POST SMTP Mailer WordPress Plugin
It has recently been found that the POST SMTP Mailer WordPress plugin, a widely used email delivery tool utilized by about 300,000 websites, contains two vulnerabilities that could potentially give attackers total control over a site’s authentication. Security researchers Sean Murphy and Ulysses Saicha from Wordfence found these vulnerabilities and immediately notified the plugin’s vendor.
There is a critical vulnerability named CVE-2023-6875 that has been identified in a plugin, which is an authorization bypass flaw. This vulnerability is present in the plugin’s connect-app REST endpoint and is caused by a type juggling issue. The vulnerability affects all plugin versions up to version 2.8.7.
An unauthorized attacker can reset the API key and obtain sensitive log data, including password reset emails, by taking advantage of the CVE-2023-6875 vulnerability. The attacker can manipulate a function in the mobile app and set a valid token with a zero value for the authentication key through a specific request. By triggering a password reset for the site’s administrator, the attacker can then access the key from within the application, change it, and effectively lock the legitimate user out of their own account.
If the attacker gains administrator privileges, they gain full control over the site, enabling them to plant backdoors, modify plugins and themes, edit and publish content, or redirect users to malicious destinations.
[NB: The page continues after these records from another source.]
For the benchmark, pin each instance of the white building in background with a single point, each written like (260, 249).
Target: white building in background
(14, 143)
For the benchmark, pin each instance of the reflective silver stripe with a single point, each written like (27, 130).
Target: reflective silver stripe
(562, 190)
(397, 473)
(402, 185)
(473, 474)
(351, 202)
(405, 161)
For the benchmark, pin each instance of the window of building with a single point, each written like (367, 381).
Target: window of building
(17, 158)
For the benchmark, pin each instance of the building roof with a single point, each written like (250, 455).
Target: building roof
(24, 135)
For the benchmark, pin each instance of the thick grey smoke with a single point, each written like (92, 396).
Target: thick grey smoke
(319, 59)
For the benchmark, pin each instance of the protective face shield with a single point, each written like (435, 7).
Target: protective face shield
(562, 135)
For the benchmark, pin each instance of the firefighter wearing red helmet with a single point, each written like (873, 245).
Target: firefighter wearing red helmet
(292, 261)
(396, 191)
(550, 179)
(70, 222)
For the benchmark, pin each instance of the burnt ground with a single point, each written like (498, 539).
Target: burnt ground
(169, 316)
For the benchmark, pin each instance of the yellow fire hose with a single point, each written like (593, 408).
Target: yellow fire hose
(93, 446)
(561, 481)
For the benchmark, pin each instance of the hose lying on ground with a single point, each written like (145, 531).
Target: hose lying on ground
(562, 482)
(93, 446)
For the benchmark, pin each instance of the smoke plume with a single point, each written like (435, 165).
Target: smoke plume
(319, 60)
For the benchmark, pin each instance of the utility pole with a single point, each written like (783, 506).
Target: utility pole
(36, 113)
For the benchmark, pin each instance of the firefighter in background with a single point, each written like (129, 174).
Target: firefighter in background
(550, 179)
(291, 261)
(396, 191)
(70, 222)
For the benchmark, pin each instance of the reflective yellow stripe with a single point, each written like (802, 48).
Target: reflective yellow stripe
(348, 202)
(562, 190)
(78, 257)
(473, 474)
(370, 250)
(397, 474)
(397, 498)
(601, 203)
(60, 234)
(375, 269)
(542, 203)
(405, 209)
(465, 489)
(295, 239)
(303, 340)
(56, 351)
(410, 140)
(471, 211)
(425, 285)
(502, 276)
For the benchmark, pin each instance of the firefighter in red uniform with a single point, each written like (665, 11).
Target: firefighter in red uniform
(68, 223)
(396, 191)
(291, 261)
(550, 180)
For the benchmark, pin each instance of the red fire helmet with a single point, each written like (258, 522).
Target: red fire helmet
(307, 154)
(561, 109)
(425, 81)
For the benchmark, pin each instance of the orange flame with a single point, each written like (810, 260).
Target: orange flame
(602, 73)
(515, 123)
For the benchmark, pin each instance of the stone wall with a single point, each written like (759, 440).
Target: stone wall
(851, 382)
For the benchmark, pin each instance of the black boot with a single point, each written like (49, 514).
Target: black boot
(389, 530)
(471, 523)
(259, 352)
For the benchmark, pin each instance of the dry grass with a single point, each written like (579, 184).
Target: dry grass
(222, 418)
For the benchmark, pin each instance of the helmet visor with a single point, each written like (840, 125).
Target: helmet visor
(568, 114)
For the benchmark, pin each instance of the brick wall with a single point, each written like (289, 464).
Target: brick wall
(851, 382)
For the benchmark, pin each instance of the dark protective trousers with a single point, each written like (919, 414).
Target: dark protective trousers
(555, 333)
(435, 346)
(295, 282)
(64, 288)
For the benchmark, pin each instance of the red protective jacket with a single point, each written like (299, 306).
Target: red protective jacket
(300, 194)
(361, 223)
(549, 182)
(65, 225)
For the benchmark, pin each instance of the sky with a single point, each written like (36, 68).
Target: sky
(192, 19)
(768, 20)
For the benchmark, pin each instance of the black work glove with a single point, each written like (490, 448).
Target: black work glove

This can lead to severe consequences, including data theft or loss, financial loss, or reputational damage. Therefore, it is crucial to patch the vulnerability as soon as possible to prevent any potential exploitation.
The POST SMTP Mailer plugin has been found to have two vulnerabilities. The second vulnerability, identified as CVE-2023-7027, is a cross-site scripting (XSS) issue that arises due to insufficient input sanitization and output escaping. The vulnerability was reported on December 19, 2023, and a proof-of-concept (PoC) was shared the following day. The plugin’s vendor has released a patch for this XSS issue on January 1, 2024.
Cross-site scripting (XSS) vulnerabilities are a common type of security issue that occurs when an application fails to correctly sanitize user input, allowing malicious scripts to be injected into web pages. In the case of the POST SMTP Mailer plugin, this vulnerability could be exploited by an attacker to inject malicious scripts into the plugin’s output. This could potentially affect all users who interact with the affected pages.
The attack could be carried out by an attacker sending a specially crafted link to a victim or by having the victim visit a compromised website that contains a malicious script. Once the victim clicks on the link or visits the compromised website, the attacker could execute arbitrary code on the victim’s system, potentially leading to the theft of sensitive information. Therefore, it is crucial for users of the POST SMTP Mailer plugin to update to the latest version as soon as possible to mitigate the risk of exploitation.
The vendor’s prompt response to releasing a patch for the XSS vulnerability is commendable, as it helps protect users from potential attacks. It is crucial for website owners utilizing the POST SMTP Mailer plugin to update to the latest version as soon as possible to mitigate the risk associated with these vulnerabilities.
In conclusion, the discovery of these vulnerabilities in the POST SMTP Mailer WordPress plugin highlights the importance of regular security audits and prompt updates for all plugins and themes used on websites. Keeping software up-to-date is crucial to maintaining the security and integrity of a website. Additionally, website owners should consider implementing additional security measures, such as web application firewalls and security plugins, to further protect their sites from potential attacks.